On May 20, 1918, by Executive Order 2862, issued under authority of the Overman Act signed into law that date, the Division of Military Aeronautics was removed from the Aviation Section of the Signal Corps for the duration of the war and six months thereafter. The administration, training, aircraft requirements, personnel, and facilities of Army aviation became the responsibility of the DMA, headed by the Director of Military Aeronautics, reporting directly to the secretary of war, Newton Baker. The existing Aircraft Board was replaced at the same time by a Bureau of Aircraft Production (BAP), headed by a civilian director, John D. Ryan, formerly president of Anaconda Copper, who had been appointed Director of Aircraft Production on April 24.

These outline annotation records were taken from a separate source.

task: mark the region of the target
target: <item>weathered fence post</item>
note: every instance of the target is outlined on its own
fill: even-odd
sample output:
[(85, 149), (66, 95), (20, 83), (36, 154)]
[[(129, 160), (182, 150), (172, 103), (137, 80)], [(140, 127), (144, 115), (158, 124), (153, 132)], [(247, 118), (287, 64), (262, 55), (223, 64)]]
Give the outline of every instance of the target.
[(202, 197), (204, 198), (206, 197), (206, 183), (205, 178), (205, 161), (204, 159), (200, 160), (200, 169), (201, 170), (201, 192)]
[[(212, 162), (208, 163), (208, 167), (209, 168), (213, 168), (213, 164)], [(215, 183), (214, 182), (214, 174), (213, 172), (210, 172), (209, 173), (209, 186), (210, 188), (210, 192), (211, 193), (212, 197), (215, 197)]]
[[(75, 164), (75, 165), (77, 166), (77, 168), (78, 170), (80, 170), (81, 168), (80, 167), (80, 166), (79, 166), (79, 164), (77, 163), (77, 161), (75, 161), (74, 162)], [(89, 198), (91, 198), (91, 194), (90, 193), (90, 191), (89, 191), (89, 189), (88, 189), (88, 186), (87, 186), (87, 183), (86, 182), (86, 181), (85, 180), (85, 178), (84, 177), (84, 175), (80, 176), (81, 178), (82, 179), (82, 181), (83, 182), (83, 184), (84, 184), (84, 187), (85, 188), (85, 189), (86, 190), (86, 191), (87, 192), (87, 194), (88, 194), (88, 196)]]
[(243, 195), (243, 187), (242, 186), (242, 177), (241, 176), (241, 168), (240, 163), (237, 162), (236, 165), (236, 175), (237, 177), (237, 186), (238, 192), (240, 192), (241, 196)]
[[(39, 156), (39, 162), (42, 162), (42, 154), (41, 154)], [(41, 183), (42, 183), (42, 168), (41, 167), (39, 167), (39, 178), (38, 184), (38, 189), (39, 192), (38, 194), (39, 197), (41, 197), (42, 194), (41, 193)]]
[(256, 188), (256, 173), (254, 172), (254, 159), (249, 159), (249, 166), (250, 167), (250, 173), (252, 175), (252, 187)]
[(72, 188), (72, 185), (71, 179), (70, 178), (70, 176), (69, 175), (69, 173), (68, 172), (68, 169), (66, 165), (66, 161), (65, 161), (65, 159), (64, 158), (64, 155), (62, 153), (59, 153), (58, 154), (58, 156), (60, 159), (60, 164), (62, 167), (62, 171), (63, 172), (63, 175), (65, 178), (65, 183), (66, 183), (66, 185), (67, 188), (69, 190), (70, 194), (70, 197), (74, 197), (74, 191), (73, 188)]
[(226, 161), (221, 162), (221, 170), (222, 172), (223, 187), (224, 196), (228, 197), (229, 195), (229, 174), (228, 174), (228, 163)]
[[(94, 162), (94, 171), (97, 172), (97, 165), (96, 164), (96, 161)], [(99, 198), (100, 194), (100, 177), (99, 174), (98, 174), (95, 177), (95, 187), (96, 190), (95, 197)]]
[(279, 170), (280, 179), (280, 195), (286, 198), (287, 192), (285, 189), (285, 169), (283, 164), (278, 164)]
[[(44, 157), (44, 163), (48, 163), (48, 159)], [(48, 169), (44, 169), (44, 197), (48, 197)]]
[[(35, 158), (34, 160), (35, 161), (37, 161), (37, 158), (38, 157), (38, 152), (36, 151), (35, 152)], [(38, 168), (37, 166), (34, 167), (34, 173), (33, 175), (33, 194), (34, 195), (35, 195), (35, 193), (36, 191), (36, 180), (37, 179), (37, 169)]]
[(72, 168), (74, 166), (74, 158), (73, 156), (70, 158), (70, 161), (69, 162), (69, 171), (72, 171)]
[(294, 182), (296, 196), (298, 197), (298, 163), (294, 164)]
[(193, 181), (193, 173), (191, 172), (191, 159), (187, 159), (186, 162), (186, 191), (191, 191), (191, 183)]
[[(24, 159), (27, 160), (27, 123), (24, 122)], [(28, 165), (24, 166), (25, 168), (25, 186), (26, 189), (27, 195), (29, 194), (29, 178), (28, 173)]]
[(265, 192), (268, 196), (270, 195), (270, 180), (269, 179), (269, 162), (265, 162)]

===Consolidation into the Air Service===
Four days later War Department General Order 51 implemented the executive order, specifying the duties and responsibilities of both the DMA and BAP, in effect creating the Air Service, United States Army. From May 24, 1918, to March 19, 1919, the Division of Military Aeronautics continued as a part of the nominal Air Service. Although it recognized that both the DMA and BAP together formed its Air Service, the War Department determined that no Director of Air Service would be appointed as long as the BAP was a separate executive bureau. The Director of Military Aeronautics thus also acted as titular head of the Air Service except in matters of aircraft production, a major shortcoming in authority.

In August, the Senate completed its investigation of the Aircraft Board, and while it found no criminal culpability, it reported that massive waste and delay in production had occurred. Ryan, the Director of Aircraft Production (who had also been chairman of the Aircraft Board), was appointed to the vacant position of Second Assistant Secretary of War and by War Department General Orders No. 81, designated as Director of Air Service on August 28. The separate status of both the Division of Military Aeronautics and the Bureau of Aircraft Production technically ended, but Ryan allowed them to continue to operate separately, reporting to him, and were not officially terminated until an executive order was issued on March 19, 1919.

The first Director of Military Aeronautics was Major General William L. Kenly. His executive officer was Colonel Henry H. Arnold, who had also held the same position in the former Aviation Section. On March 6, 1919, Kenly reverted to his permanent rank of Colonel, Field Artillery, and Brig. Gen. Billy Mitchell was named to replace him as Director of Military Aeronautics. Mitchell became Director on March 10, but nine days later Executive Order 3066 by President Wilson consolidated the Board of Aircraft Production and the DMA into the Air Service under a Chief of Air Service, leaving the position titular only. Mitchell retained the title until the Training and Operations Group came into being. Initially Menoher's "Third Assistant Executive", as chief of the Training and Operations Group he was able to expound his airpower theories.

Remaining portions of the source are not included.